Chapter 17: Externalities and the Environment Flashcards
Private cost
The cost that is borne by the producer of a good or service.
Marginal cost
The cost of producing an additional unit of a good or service.
Marginal private cost
The cost of producing an additional unit of a good or service that is borne by its producer.
External cost
A cost of producing a good or service that is not borne by the producer but borne by other people.
Marginal external cost
The cost of producing an additional unit of a good or service that falls on people other than the producer.
Marginal social cost
The marginal cost incurred by the producer and by everyone else on whom the cost falls - by society.

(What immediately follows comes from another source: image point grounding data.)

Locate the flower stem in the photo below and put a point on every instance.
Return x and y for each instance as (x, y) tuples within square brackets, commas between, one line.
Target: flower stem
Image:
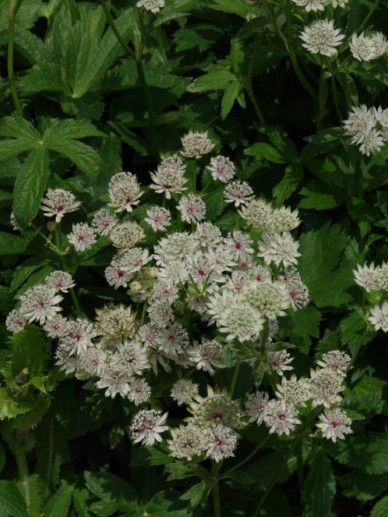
[(13, 7)]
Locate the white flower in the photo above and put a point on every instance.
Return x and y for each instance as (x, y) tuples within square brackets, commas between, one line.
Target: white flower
[(321, 37), (103, 221), (126, 234), (158, 218), (334, 424), (56, 327), (59, 202), (335, 359), (188, 441), (221, 442), (378, 317), (15, 322), (238, 193), (281, 417), (60, 280), (153, 6), (196, 144), (312, 5), (169, 177), (82, 236), (147, 427), (183, 391), (192, 208), (79, 335), (280, 361), (222, 168), (40, 303), (256, 405), (139, 391), (124, 192), (207, 355), (367, 48), (278, 249)]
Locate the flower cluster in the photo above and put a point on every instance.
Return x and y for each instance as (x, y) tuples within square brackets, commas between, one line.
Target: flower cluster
[(368, 128), (195, 292), (374, 280)]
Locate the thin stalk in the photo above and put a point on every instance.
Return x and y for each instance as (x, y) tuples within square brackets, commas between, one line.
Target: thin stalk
[(235, 377), (216, 491), (22, 466), (13, 7), (246, 459)]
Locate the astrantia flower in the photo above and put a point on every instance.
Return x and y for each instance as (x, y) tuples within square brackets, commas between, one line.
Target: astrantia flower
[(116, 322), (207, 355), (15, 322), (335, 359), (124, 192), (187, 441), (326, 386), (238, 193), (367, 48), (158, 218), (147, 426), (183, 391), (312, 5), (56, 327), (334, 424), (139, 391), (153, 6), (196, 144), (79, 335), (281, 417), (40, 303), (221, 442), (378, 317), (270, 299), (321, 37), (103, 221), (82, 236), (169, 177), (256, 405), (60, 280), (279, 249), (59, 202), (192, 208), (126, 234), (280, 361), (222, 168)]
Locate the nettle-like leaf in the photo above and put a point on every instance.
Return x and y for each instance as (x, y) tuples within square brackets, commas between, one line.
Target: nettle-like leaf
[(62, 137), (324, 267)]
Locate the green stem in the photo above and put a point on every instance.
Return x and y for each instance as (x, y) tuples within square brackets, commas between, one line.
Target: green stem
[(13, 7), (22, 465), (216, 491), (246, 459)]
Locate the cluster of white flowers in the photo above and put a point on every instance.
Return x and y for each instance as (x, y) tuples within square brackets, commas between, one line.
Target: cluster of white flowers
[(198, 290), (375, 278), (319, 5), (368, 128)]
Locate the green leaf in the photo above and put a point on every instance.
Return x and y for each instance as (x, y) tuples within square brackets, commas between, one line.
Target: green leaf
[(59, 504), (30, 186), (319, 488), (327, 272), (11, 244), (262, 151), (12, 503), (380, 509), (196, 494)]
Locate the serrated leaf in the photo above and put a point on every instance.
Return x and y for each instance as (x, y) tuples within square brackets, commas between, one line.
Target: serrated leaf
[(12, 503), (30, 186)]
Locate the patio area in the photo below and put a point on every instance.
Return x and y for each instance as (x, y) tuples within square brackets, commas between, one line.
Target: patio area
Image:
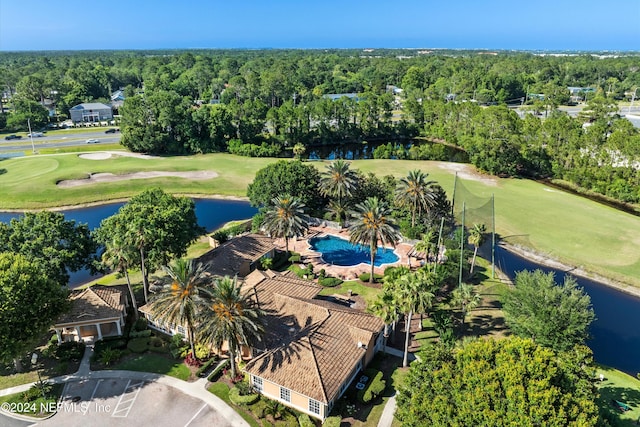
[(308, 255)]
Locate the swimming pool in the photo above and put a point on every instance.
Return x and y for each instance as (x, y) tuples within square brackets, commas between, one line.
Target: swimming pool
[(341, 252)]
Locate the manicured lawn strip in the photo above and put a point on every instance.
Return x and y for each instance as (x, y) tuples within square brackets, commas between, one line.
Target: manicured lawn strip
[(622, 387), (570, 228), (155, 364), (52, 397), (30, 182), (357, 288), (13, 380), (222, 391)]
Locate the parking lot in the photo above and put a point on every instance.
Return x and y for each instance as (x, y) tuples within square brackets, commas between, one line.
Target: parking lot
[(122, 402)]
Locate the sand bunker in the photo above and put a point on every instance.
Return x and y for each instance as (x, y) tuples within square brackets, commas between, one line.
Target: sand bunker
[(109, 177), (104, 155), (466, 171)]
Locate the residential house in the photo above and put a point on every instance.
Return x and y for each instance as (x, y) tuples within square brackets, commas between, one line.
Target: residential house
[(90, 112), (96, 312), (313, 348), (236, 257)]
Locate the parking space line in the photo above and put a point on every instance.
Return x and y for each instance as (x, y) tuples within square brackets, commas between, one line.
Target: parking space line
[(195, 415), (95, 389), (128, 402)]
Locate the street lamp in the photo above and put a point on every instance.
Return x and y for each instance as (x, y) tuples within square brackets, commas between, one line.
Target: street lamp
[(633, 98), (34, 361), (33, 147)]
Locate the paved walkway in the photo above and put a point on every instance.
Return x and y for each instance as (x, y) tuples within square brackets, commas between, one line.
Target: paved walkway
[(390, 407), (196, 389)]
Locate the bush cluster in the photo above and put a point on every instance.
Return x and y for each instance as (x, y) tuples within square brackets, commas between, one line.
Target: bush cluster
[(205, 366), (218, 370), (305, 421), (239, 399), (138, 345), (364, 277), (330, 282), (374, 387)]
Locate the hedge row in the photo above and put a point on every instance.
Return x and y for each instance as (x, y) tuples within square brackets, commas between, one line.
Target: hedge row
[(374, 387), (200, 372), (237, 399), (364, 277), (218, 370)]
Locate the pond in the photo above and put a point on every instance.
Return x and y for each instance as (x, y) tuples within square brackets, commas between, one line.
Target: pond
[(615, 335), (341, 252), (211, 213)]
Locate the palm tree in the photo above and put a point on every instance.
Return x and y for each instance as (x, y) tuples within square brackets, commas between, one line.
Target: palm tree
[(231, 318), (338, 182), (298, 150), (476, 238), (285, 218), (373, 223), (384, 308), (416, 193), (180, 301), (118, 256), (414, 295), (465, 297)]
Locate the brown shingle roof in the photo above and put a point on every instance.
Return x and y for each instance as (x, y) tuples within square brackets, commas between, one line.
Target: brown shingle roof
[(312, 345), (95, 303), (226, 259)]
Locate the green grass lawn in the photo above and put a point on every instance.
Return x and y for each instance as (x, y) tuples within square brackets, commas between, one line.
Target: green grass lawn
[(37, 408), (622, 387), (570, 228), (156, 364), (222, 391), (356, 287)]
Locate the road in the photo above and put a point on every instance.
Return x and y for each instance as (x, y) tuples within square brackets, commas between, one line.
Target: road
[(59, 140)]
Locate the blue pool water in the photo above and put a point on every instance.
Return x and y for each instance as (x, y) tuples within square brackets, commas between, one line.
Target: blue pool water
[(338, 251)]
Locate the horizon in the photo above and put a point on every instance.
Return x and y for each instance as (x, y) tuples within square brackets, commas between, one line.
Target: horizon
[(546, 26)]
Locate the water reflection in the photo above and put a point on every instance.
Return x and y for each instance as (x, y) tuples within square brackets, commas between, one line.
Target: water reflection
[(615, 333)]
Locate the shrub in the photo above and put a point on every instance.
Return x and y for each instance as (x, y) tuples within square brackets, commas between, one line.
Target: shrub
[(109, 356), (205, 366), (266, 263), (364, 277), (71, 350), (294, 258), (156, 342), (241, 400), (190, 360), (374, 387), (256, 222), (305, 421), (218, 370), (138, 345), (329, 282), (140, 325), (332, 421), (244, 388), (138, 334), (221, 236)]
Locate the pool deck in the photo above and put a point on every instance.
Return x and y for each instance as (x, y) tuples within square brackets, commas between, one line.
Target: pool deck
[(302, 246)]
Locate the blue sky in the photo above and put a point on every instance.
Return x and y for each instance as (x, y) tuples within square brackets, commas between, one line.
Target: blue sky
[(492, 24)]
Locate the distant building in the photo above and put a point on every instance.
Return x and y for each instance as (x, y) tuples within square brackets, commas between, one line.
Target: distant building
[(336, 96), (90, 112)]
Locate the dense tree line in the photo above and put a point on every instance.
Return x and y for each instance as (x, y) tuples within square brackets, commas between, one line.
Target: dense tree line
[(267, 102)]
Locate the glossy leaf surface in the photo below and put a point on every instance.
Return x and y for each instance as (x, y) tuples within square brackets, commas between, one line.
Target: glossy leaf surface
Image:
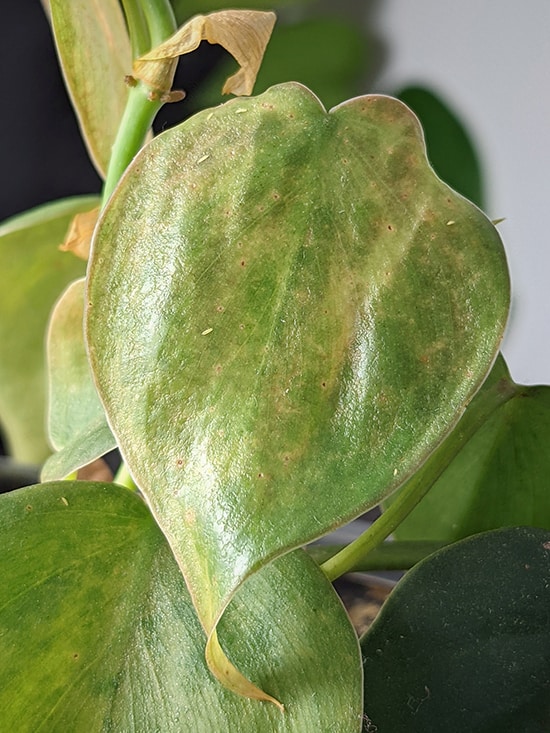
[(33, 272), (94, 52), (500, 478), (76, 419), (463, 642), (98, 633), (287, 310)]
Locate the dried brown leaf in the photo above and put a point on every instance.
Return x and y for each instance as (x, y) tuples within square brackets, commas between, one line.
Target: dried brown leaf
[(243, 33), (79, 235)]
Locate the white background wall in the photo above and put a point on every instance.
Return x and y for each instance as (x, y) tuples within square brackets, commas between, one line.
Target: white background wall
[(490, 59)]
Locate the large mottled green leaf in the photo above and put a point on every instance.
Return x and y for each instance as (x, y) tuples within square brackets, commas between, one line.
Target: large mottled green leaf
[(98, 633), (463, 642), (94, 52), (500, 478), (76, 420), (287, 311), (328, 55), (33, 272), (450, 148)]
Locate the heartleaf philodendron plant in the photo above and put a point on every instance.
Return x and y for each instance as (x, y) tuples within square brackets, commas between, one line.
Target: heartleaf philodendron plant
[(286, 319)]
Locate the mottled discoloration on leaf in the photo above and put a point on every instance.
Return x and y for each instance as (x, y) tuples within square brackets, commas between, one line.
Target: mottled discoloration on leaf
[(348, 324)]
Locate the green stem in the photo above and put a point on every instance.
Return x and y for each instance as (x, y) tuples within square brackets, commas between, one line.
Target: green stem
[(137, 27), (422, 481), (160, 20), (387, 556), (123, 478), (140, 111), (136, 121)]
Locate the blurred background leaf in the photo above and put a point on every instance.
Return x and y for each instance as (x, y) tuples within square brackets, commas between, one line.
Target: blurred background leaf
[(500, 478), (33, 272), (451, 150)]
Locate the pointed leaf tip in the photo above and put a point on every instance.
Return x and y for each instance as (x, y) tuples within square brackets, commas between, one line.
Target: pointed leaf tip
[(230, 677), (243, 33)]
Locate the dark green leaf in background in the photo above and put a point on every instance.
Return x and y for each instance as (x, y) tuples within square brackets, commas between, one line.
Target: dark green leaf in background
[(500, 478), (98, 633), (33, 272), (451, 150), (463, 642), (287, 312)]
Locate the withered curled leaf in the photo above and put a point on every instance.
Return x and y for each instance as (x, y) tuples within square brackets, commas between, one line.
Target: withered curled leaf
[(243, 33), (79, 235)]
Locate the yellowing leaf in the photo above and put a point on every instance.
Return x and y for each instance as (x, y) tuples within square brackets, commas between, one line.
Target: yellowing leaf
[(80, 232), (229, 676), (243, 33)]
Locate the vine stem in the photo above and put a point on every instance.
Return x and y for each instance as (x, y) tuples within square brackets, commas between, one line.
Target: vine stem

MSC (Marginal social cost) =
Marginal cost + marginal external cost
Three approaches to fix the inefficiency that arises from an external cost
- Establish property rights
- Mandate clean technology
- Tax or price pollution
Property rights
Legally established titles to the ownership, use and disposal of factors of production and goods and services that are enforceable in the courts.
Abatement technology
A production technology that reduces or prevents pollution.
Coase theorem
The proposition that if property rights exist and the transactions cost of enforcing them are low, the private transactions are efficient and it doesn’t matter who has the property rights.
Transactions costs
The opportunity costs of conducting a transaction.
Two main methods governments use to confront polluters:
- Taxes
- Cap-and-trade
Pigovian taxes
Taxes used as an incentive for producers to cut back the pollution they create.
Tragedy of the commons
The overuse of a common resource that arises when its users have no incentive to conserve it and use it sustainably and efficiently.